Insurance company profitability has always depended as much on managing legal risk as it does on successful sales and marketing, but as of Dec. 1, 2006, the challenge of minimizing legal costs has become more difficult.
The reason is that changes to the Federal Rules of Civil Procedure (FRCP)–the government-mandated rules of engagement for all legal proceedings–impose greater risk and expense on carriers to ensure that they are complying with a sweeping update of rules that govern the process of electronic discovery.
While the changes are long overdue, the new rules create burdensome obligations on both property/casualty and life/health carriers that demand more skillful application of technology to legal matters and an unprecedented level of coordination between the general counsel and chief information officer.
A higher bar
The revised rules require carriers to be much better at identifying, finding and producing potentially millions of electronic documents scattered across the country that can be used by plaintiffs or defendants in a legal proceeding. At the same time, the new rules make it far more difficult to hide behind the defense that finding documents is too expensive or difficult.
In this new environment, insurers need to have a clearly defined process of extracting electronic documents from mainframes, desktops, laptops, PDAs and specialized IT applications and turning them into admissible evidence for legal proceedings. They also need to be prepared to address the challenge of organizing and preserving unstructured data that resides on technology platforms that were not designed to be document retention systems.
To be FRCP compliant and make the most of the rules, insurance companies need to do the following:
o Establish a definable and defensible IT process. The new rules require all companies to clearly spell out their information technology processes to opposing counsel and articulate the process far earlier in a legal action at the first meet-and-confer meeting. To achieve this objective, companies need to implement a fixed business process for managing all electronic discovery requests. The process should establish permanent rules, including rules that minimize the duplication of data and prevent the inadvertent disclosure of privileged documents. In satisfying this obligation under the new rules, carriers should not provide opposing parties with so much access to information systems that they might compromise security or divulge trade secrets.
o Centralize corporate-wide data collections for all legal actions into a single, enterprise-wide repository. The new rules impose a greater responsibility on companies to ensure the integrity of data and avoid the inadvertent spoliation of electronic information. To minimize risk, carriers need systematic storage protocols to create a single, complete copy of all data to eliminate the duplication of records and demonstrate that corporate data is reasonably accessible. The best way to achieve that objective is to establish an independent, online data repository that can be used by hundreds of legal teams and create a discovery lifecycle management protocol.

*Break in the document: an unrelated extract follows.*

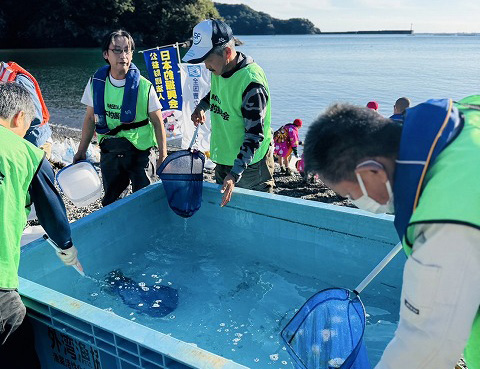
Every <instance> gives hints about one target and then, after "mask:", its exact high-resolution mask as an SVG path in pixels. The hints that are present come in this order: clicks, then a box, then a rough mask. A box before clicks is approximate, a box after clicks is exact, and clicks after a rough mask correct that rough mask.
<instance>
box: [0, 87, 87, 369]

o Standardize the form of production for all electronically stored information. The new rules reward companies that have a single production format for all electronic discovery requests. The production format is central to the electronic discovery process because it defines whether the documents are to be prepared in Microsoft Word, as an image file or some other format. The format decision is very important because it has a direct bearing on cost and speed with which the documents can be produced. Under the new rules, companies now have a real incentive to establish a consistent, corporate-wide production format. This will enable insurers to reasonably reject requests from opposing counsel for alternative production formats that increase cost and risk.
o Establish corporate control over data. Insurance companies typically engage a large number of law firms to represent them in legal matters, and today those firms frequently control the electronic documents. Because of the greater process imposed by the new rules, insurance companies have a unique opportunity to more closely manage their repository of electronic documents. Better control of sensitive corporate documents reduces the risk of losing documents or of inadvertent disclosure to opposing counsel. It will also eliminate the risk in having vital corporate information disbursed among the information management systems of dozens or even hundreds of outside law firms.
o Focus on cost control. The new rules add to the already high cost of managing and storing millions of electronic documents over potentially many years. An effective way to reduce the overall costs is to eliminate unnecessary duplication of privilege reviews. Once a document has been reviewed for privilege, the results of that review can be captured and reused in subsequent proceedings in which such documents might be relevant. Streamlining the process can result in substantial cost savings. The highest single cost of discovery is the attorney time required to review data prior to its production.